Attitudes towards same-sex relationships are 'changing'

Gay men holding hands

Attitudes towards same-sex relationships in Northern Ireland have softened, according to researchers at Queen's University Belfast.

A study found 28% of the 1,200 people polled believe gay relationships are "always wrong".

That's down from 76% 25 years ago.

Research also found many people still don't believe gay couples should be allowed to adopt, but young people did show support for gay marriage.

Colin McCrory from Belfast is gay and is hoping to join a civil partnership later this year.

He isn't surprised by the figures and feels life in Northern Ireland is generally accepting of gay people and has never had any trouble.

"A lot of people are more open these days," he said.

"Not only to gays and lesbians but just a lot of things, communities have become more acceptant."

Colin McCrory
Colin says the gay community in Northern Ireland has grown in recent years

He added: "I would say to the 20 odd per cent of people that still think same sex marriage is wrong that times are changing and gay marriage will be legal here sooner or later so there's no point hindering it any longer."

Dr Nicola Carr, who helped carry out the study, said: "Over half of the survey's respondents expressed support for same-sex marriage."
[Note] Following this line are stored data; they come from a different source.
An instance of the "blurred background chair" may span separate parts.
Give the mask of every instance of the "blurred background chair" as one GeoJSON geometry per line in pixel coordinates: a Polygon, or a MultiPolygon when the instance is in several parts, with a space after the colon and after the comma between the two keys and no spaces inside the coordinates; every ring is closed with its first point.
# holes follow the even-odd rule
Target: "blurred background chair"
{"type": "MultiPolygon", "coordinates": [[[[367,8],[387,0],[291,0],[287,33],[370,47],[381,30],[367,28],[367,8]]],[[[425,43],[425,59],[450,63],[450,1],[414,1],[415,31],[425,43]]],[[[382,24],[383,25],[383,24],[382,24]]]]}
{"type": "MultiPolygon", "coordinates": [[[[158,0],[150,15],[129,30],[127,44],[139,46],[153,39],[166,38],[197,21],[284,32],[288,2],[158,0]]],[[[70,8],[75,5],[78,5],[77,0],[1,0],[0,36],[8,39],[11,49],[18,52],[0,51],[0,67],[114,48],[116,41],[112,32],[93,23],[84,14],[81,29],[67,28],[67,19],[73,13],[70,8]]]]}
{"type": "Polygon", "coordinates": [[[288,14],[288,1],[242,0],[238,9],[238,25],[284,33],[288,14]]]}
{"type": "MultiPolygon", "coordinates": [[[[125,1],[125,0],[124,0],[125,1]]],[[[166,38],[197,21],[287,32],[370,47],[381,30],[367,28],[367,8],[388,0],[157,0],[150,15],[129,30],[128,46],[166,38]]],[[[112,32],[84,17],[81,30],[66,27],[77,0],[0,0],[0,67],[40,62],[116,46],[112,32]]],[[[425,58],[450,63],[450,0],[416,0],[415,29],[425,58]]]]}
She added that there was still some disapproval of gay adoption and also to lesbians having access to fertility treatment on the same basis as heterosexual women.

They survey also suggested at least one in four people did not believe that a lesbian or gay parent or parents with a child constituted a "family".

'Shocking that we're behind'

Men exchange wedding rings

England and Wales will see gay marriage become law in March.

The Scottish Parliament has approved in principle legislation to introduce same-sex marriage, which is opposed by the Church of Scotland and Catholic Church.

The Northern Ireland Assembly is not currently considering any legislation to allow same-sex marriage.

Colin thinks politicians in Northern Ireland are "completely out of touch" and need to get in line with Britain and introduce gay marriage.

"I think it's shocking that we're [Northern Ireland] way behind in the UK," he said.

"I think it's ridiculous when we're a country that is so proud to be part of the UK and we've got our politicians fighting to remaining part of the UK yet we can't follow the same laws that they have."

The survey also found that, in general, females and those aged under 65 were more likely to report positive attitudes to same-sex relationships.

Northern Ireland is generally more religious than the rest of the UK and Colin believes that plays a big part in informing peoples attitudes.

"The 28% that don't agree would be your hard lined 'bible bashers' and the older community who maybe don't understand as much as they don't agree with it."

The findings suggest that while the majority of those who were listed as having no religion (74%) or as Catholic (66%) supported same-sex marriage, less than half (45%) of those defining as Protestant were in support of it.